The Persian received him, sitting on a divan with his feet tucked under him. “Why do you want opium?” he asked. Piskarev told him about his sleeplessness.

“All right, I'll give you some opium, if you paint me a beautiful girl. A good one, mind you. With black brows and eyes as large as olives; and me lying beside her and smoking my pipe! You hear, a good one! A really beautiful girl!”

Piskarev promised everything. The Persian went out for a minute and returned with a small tin full of a dark liquid. He poured out part of this carefully into another tin and gave it to Piskarev with instructions not to take more than seven drops in water. He greedily seized the precious tin which he would not have exchanged for a crock of gold and rushed home breathlessly.

Arriving back, he poured out a few drops into a glass of water and swallowing it, threw himself down to sleep.

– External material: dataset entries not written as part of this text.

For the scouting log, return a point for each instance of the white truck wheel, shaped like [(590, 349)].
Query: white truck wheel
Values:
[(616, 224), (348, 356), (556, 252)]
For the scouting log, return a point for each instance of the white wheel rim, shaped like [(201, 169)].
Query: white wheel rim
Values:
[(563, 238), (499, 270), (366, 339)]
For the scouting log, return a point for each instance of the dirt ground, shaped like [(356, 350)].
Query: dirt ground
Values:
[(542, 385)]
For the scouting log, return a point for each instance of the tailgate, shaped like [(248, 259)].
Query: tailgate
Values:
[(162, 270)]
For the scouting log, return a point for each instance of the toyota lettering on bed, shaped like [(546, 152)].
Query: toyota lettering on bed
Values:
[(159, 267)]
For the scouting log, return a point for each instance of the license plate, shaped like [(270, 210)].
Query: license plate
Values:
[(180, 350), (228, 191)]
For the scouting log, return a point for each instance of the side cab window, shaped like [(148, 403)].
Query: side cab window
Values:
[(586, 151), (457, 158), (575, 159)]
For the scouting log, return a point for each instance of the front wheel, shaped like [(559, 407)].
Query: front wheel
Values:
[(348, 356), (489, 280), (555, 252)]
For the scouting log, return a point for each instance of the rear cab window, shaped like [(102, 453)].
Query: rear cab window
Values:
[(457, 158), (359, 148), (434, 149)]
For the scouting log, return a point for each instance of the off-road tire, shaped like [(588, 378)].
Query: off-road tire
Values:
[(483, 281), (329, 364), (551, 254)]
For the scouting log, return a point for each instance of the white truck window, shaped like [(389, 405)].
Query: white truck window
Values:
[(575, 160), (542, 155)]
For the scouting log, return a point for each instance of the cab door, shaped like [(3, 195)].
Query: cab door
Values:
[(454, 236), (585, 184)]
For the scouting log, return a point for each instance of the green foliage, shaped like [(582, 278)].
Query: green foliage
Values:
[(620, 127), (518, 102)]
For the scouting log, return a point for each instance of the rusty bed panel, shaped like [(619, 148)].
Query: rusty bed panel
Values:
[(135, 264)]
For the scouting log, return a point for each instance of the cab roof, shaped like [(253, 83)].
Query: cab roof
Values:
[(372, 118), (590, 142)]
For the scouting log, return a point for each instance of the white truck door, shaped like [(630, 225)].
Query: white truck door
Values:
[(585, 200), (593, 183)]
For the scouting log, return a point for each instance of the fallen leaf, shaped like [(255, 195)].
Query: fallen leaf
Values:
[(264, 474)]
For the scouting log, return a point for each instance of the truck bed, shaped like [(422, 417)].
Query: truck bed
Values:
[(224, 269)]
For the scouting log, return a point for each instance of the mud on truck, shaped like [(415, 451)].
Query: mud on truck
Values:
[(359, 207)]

Heavens, what joy! She came! She again, only now in a completely new world! How beautifully she sat in the window of a bright country cottage! Her dress exhaled the simplicity in which only a poet's thought is clothed. The style of her hair.... Heavens, how simple it was and how it suited her! A short kerchief was wound lightly round her shapely neck; everything about her was simple, everything was mysterious and inexpressibly tasteful. How dear was her graceful walk! How musical the sound of her footsteps and of her plain dress! How lovely her arm clasped by a bracelet made of hair! She said to him with tears in her eyes: “Don't despise me: I'm not what you took me to be. Look at me, look at me closely and say whether I am capable of what you think?”

“Oh, no, no! Let him who dares think it, let him . . .”

But he woke up touched and upset with tears in his eyes. “It would be better if you didn't exist, had no being in the world, were just the creation of an inspired artist! I would not leave the canvas, I would gaze at you always and embrace you, I would live and breathe you, a most perfect dream, and then I would be happy. I would let desire go no further. I would invoke you as a guardian angel in sleeping and waking, and would wait for you when I had to represent the divine and holy. But now . . . What an awful life! What good is it that she is alive? Is the life of a madman pleasant for his friends and relations who never loved him? God, what a life is ours! A constant discord between dream and reality!” Thoughts much like these occupied him unceasingly. He thought of nothing else, hardly even ate anything and waited for the desired apparition with the eager passion of a lover. The constant concentration of ideas on one object finally attained such power over his life and his imagination, that the desired image appeared to him almost daily and always in circumstances contrary to real life, because his thoughts were absolutely pure like the thoughts of a child. By means of these dream visions their object itself seemed to become pure and to be transfigured.